12 mars 2017 Par Nicolas Roméas

Sincèrement ou non, pendant chaque campagne électorale, il était inconcevable de ne pas en parler, de ne pas avoir de projet, ne serait-ce qu’en termes de budget d’un Ministère créé en 1959 et dont on a pu à juste titre contester les orientations et certains effets, mais qui faisait au moins exister dans notre pays la réalité politique de ce qu’on considère trop souvent comme un domaine non prioritaire, voire un luxe.

Ce ministère a progressivement perdu sa force et sa substance, se voyant accoler le terme creux et ambigu de «communication», subissant la dégradation générale de tous les services publics et perdant son poids budgétaire. Il est aujourd’hui dangereusement affaibli et il disparaîtra peut-être bientôt. Ce phénomène est directement relié à la place que nous sommes capables d’accorder à ce qu’on appelle «culture» dans l’ordre de nos priorités. Il est devenu presque impossible de faire entendre que le sujet est central et qu’aux côtés du combat écologique et des luttes sociales, ces questions, parce qu’elles touchent à l’être humain en tant que tel, sont réellement vitales pour notre avenir.

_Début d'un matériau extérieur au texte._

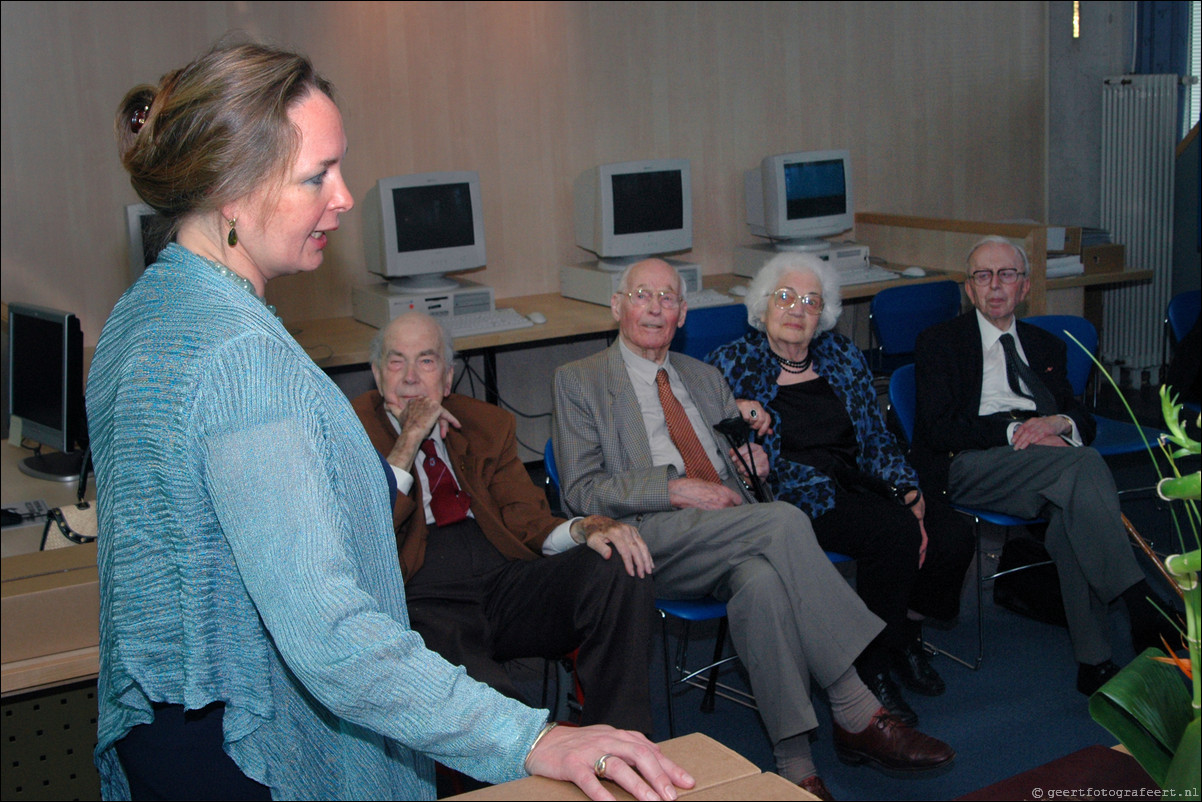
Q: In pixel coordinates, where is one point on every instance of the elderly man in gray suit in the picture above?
(634, 441)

Ce dont il est vraiment question aujourd’hui c’est de savoir si nous serons ou non en mesure de résister à l’offensive mondiale néolibérale qui vise à détruire les outils qui permettent de faire exister un être humain digne de ce nom. Si nous ne réagissons pas à temps, ce désastre annoncé qui mène à ce qu’on appelle transhumanisme, inaugure la fin de la possibilité de se construire et de se développer dans l’échange, hors d’une mécanique financière et marchande où le travail perd son sens et où la consommation est le seul horizon du citoyen.

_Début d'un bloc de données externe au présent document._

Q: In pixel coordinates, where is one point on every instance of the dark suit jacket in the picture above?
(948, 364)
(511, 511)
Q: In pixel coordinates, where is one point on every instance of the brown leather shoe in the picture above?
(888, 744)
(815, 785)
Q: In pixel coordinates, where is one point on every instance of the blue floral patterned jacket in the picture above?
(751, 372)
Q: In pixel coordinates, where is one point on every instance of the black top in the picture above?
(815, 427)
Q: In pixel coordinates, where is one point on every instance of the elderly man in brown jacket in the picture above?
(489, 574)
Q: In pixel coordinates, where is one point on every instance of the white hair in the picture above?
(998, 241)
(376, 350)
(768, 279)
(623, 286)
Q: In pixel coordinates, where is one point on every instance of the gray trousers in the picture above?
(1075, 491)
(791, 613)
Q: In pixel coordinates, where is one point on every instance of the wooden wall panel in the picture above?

Aucun pays du monde ne peut occulter cette question. Si elle est cruciale pour le nôtre, c’est que depuis la Libération, du mouvement de l’éducation populaire à la mise en place du financement public de structures culturelles et artistiques en passant par le régime de l’intermittence, la France a su construire des outils précieux que, plutôt que les laisser se déliter sous l’effet des attaques néolibérales, nous avons le devoir de défendre et de proposer aux autres.

Ces outils sont perfectibles, ils doivent être développés et adaptés au temps. Mais ils constituent une base de travail et un socle de combat : en rendant sa place au symbolique, ils permettent de résister à l’injonction universelle de rentabilité.

Ces outils peuvent être regroupés sous une appellation simple : le service public de l’art et de la culture. Chacun sait que  l’ensemble de nos services publics, inventés pour faire vivre des métiers et des activités indispensables à tous dont l’objet n’a rien à voir avec la rentabilité, est menacé de destruction. Mais on ne mesure pas toujours l’importance de ce système de solidarité lorsqu’il touche des éléments dits «culturels». On perçoit mal le caractère essentiel de ces nappes phréatiques parfois invisibles qui irriguent notre imaginaire commun et nous permettent de développer une sensibilité et une pensée en disposant de langages, de la langue commune aux langages artistiques, qui sont la matière première de notre construction en tant qu’humains.
Il est temps de relancer ce débat. Et avant d’entrer dans le détail de la mise en pratique d’une nouvelle politique culturelle, il faut affirmer qu’il s’agit d’un sujet majeur. Comme le dit et l’écrit très bien la philosophe Marie-José Mondzain, la culture n’est pas un élément parmi d’autres de la vie d’une collectivité humaine, c’est «la condition même d’une vie politique». Une vie politique digne de ce nom, c’est-à-dire une vie des idées. Une mise en débats publics de différents points de vue, réflexions, aspirations, sur les modalités possibles du vivre ensemble, non une compétition entre rivaux concourant pour une place convoitée en raison du pouvoir qu’elle confère.
Dans tous les domaines, y compris ceux dont il semble évident qu’ils doivent absolument être protégés de ce fléau, de l’art à la psychiatrie en passant par l’enseignement public, l’évaluation quantitative, comme y insiste Roland Gori, prend aujourd’hui le pas sur l’écoute et le dialogue. En un mot sur l’échange humain.
Il faut aujourd’hui réaffirmer l’importance fondamentale des outils qui servent la sensibilité, l’intelligence, le développement de l’esprit critique. C’est par eux que nous n’en seront pas réduits à devenir des machines décérébrées incapables d’appréhender le monde autrement qu’avec des chiffres, tout juste aptes à produire et consommer au profit d’un capitalisme sans foi ni loi.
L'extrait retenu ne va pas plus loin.